2.A. Goal-Directed Research

To receive an Excellent rating, the individual must demonstrate contribution to knowledge through a focused, goal directed program of research or other scholarly activity.

My multidisciplinary research agenda explores the relationships between quality, innovation, and transformational experience to help people and organizations realize their potential. I employ data science to explore new ways to think about quality systems and innovation, with a focus on emergent environments for living and learning, leveraging alternative economies and gift cultures such as Burning Man. The articles, presentations, and workshops I deliver address these topics:

  • quality consciousness (improving awareness, alignment and attention to help individuals improve quality and productivity; creating novel, innovative organizational quality systems),
  • quality informatics (data- and algorithm-intensive quality improvement), especially in technology management, software engineeering, and astronomical instrumentation, and
  • understanding how innovation is catalyzed by culture and transformational experience, particularly in higher education.
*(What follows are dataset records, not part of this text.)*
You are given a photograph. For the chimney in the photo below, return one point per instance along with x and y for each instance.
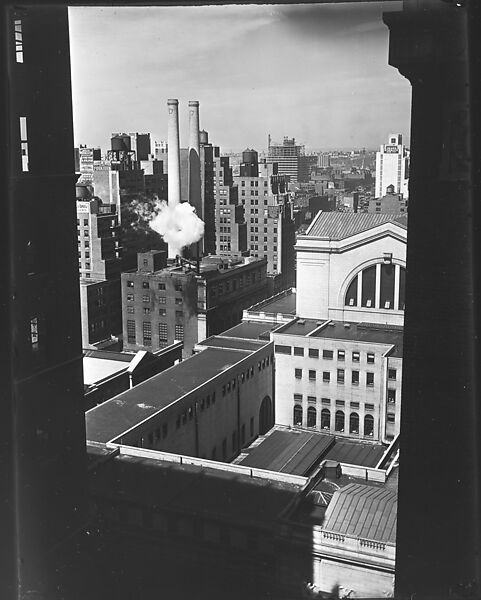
(173, 152)
(173, 158)
(194, 166)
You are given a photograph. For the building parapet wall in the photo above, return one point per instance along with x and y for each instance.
(359, 549)
(211, 464)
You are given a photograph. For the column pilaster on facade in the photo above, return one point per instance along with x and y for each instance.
(397, 274)
(377, 293)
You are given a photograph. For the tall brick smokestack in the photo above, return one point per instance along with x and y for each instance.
(195, 196)
(173, 159)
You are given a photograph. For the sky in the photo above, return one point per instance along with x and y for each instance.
(318, 73)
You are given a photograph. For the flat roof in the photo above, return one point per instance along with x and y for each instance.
(302, 326)
(220, 341)
(284, 304)
(218, 494)
(107, 354)
(296, 451)
(363, 511)
(338, 226)
(355, 453)
(97, 369)
(113, 417)
(364, 332)
(252, 330)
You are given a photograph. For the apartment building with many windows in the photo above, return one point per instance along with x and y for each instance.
(186, 301)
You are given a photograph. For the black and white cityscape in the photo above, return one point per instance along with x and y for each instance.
(215, 393)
Quality can be defined as “the totality of characteristics of an ENTITY that bears on its ability to satisfy stated and implied needs.” (ISO 9000 para 3.1.5; formerly ISO 8402) Usually, when we’re thinking about quality systems within business organizations, our entities are products and processes and projects.

But we’re never on our own – whatever we pursue or accomplish, we’re always individuals in relationship to, and in community with, one another. As a result, what if the ENTITY in the definition above is YOU? The quality of any product, process, relationship, or venture you engage in will depend upon the QUALITY YOU EMBODY and how you relate to, and align with, the environment in which you are embedded.

Quality consciousness and quality informatics are related in the same way that artificial intelligence is related to consciousness: we can improve our ability to influence quality by improving the cooperative awareness and attention of humans and machines who must sift through increasing volumes and varieties of data to make goal-directed decisions.